Today is the first of December, and the start of a lot of things. Recently I’ve been making a lot of notes to myself about how I want to do things different for the last four, three, two, one months of the year, but despite recent general stagnancy, things will certainly be colorful for the next thirty-one days. I’ve given all of my memory cards to Rob for safe keeping, which means that I won’t be playing any games for a while. I’ve also imposed a “no food after ten p.m.” rule on myself, in an attempt to improve the quality of my sleep (and diet). Mothers tell their children in Japan, “Tabete kara nereba ushi ni narimasu yo“, which essentially means that people who fall asleep after eating will turn into cows. As I can’t think of any bovine qualities that are sexy, all the more reason to give up such nonsense, even if I do work until eleven at night. This just means I’ll have to cook more healthy meals to be consumed at dinner (albeit in front of my keyboard).
This weekend I’m decorating the tree (the same golden cupressus for the third consecutive year). Sunday I’m going to try and unload a mass of clothes and media at the village bazaar, and then try my hand at pottery. Next weekend there is a rave in a tunnel (yes) in Shizuoka, and the following weekend I am running in an ekiden (relay race), so starting on Monday I’m training to get my 3000 meter time to as close to ten minutes as possible. I’m wishing now that I’d gotten my Prefontaine video back from Nana before she stopped talking to me. After my run, on the 21st I’m slated to have a day off, which I may work a weekend for, since I have big secret plans for that day.
In between all this, I have a bunch of content upgrades coming down the pike which are set to go live by New Year’s. That’s my Christmas present to you, though, so I won’t spoil what it involves.
But what am I doing for the abbreviated winter holiday this year? Will I go to Vietnam at the last minute? Will I hitchhike to Aomori? Will I hole up at home like I did six winters before and work my tail off fabricating artifacts indicative of my future potential, that I may springboard into the next big phase of my life? Well, you know me…
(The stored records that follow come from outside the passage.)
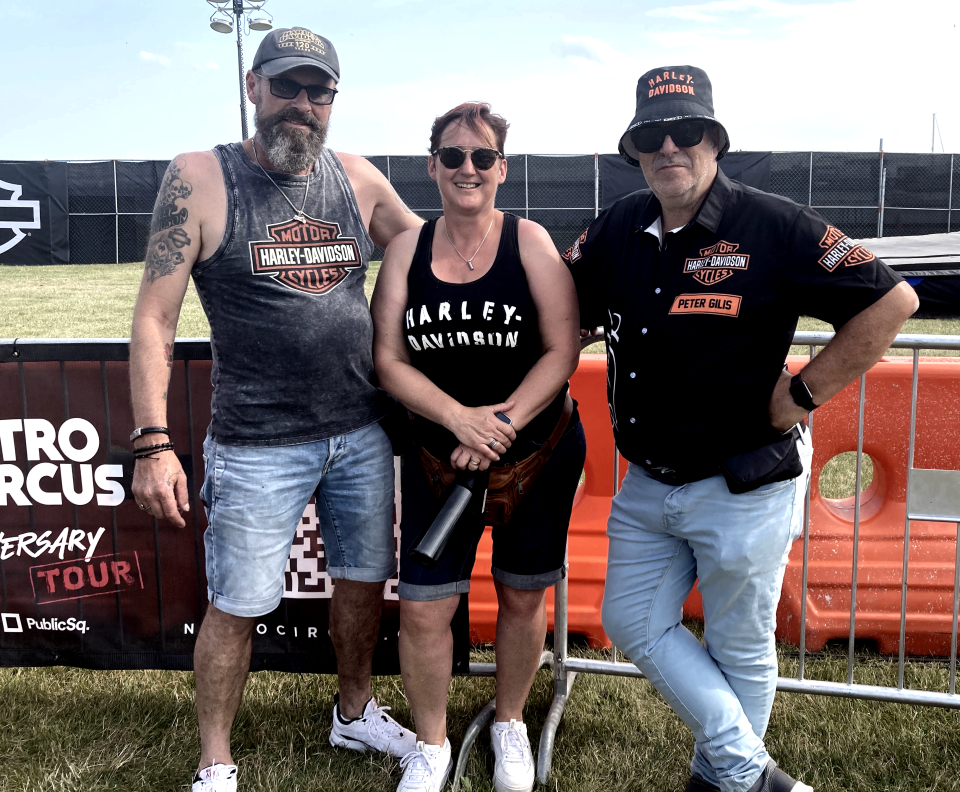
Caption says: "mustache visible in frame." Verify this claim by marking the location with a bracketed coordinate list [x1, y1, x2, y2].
[653, 152, 691, 170]
[264, 107, 323, 132]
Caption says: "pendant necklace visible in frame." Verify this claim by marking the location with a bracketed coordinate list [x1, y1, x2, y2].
[443, 215, 497, 270]
[250, 138, 314, 223]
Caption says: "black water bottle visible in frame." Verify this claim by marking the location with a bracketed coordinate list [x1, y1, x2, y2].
[409, 470, 490, 569]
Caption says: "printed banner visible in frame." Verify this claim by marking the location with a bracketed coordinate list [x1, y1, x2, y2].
[0, 162, 70, 264]
[0, 342, 469, 674]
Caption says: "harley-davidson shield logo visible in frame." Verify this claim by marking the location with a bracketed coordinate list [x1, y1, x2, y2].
[250, 216, 363, 294]
[683, 240, 750, 286]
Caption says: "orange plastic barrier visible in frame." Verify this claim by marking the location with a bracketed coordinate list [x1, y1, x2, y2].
[470, 355, 960, 656]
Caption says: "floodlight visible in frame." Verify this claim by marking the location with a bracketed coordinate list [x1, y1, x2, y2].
[210, 13, 233, 33]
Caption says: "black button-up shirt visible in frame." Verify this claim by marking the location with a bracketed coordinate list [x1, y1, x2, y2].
[564, 171, 901, 470]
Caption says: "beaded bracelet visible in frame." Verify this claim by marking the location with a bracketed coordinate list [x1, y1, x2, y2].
[130, 426, 170, 443]
[133, 443, 173, 459]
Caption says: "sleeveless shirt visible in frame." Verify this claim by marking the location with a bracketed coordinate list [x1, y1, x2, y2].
[193, 143, 389, 446]
[404, 213, 576, 464]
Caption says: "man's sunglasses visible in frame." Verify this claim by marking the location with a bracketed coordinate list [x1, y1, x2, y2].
[433, 146, 503, 170]
[257, 74, 337, 105]
[630, 118, 707, 154]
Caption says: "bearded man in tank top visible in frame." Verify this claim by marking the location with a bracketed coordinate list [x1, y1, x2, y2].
[130, 28, 421, 792]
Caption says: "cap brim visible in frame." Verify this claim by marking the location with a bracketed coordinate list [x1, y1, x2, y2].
[257, 57, 340, 82]
[618, 113, 730, 168]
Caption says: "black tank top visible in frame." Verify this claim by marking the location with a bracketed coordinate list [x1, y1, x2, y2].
[193, 143, 389, 446]
[404, 213, 567, 463]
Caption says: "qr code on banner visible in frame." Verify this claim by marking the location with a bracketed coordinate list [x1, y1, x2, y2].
[283, 492, 400, 600]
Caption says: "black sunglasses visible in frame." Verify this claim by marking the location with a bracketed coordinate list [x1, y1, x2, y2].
[433, 146, 503, 170]
[630, 118, 707, 154]
[257, 73, 337, 105]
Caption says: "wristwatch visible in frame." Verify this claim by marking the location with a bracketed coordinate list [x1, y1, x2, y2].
[790, 374, 820, 412]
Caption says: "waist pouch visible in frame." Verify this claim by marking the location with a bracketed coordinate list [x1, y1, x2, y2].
[720, 426, 803, 495]
[419, 391, 573, 525]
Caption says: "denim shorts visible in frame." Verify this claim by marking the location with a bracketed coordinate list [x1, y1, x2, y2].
[397, 421, 587, 602]
[201, 423, 396, 617]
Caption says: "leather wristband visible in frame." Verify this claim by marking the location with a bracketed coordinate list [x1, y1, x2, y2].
[790, 374, 820, 412]
[130, 426, 170, 443]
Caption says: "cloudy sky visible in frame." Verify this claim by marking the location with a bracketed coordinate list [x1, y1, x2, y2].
[0, 0, 960, 159]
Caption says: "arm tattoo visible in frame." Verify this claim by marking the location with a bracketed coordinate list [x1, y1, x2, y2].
[390, 184, 413, 214]
[146, 160, 193, 283]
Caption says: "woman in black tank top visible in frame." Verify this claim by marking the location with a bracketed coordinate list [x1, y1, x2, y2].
[372, 103, 585, 792]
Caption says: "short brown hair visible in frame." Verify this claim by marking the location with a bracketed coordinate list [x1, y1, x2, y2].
[430, 102, 510, 154]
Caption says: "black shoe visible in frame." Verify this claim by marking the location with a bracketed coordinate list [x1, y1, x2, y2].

The coldest blood runs through my veins
You know my name
My host provider, iPowerWeb, initially gave me a 500mb upload quota. Now new accounts get a 50gb quota. I’ve been hovering around 500mb for a couple months, mostly from all the pictures I store. Anyway, to get the 50gb quota that I’m entitled to, I need to move the site to another server, because the server that the site lives on is “full”. With RAIDs and what not, you’d think this would be transparent, but apparently it’s still a physical problem. Which means I have to back up all my files, and re-upload/configure my server and email to get to the new space.
Ok, well, thought I’d ask anyway. See you.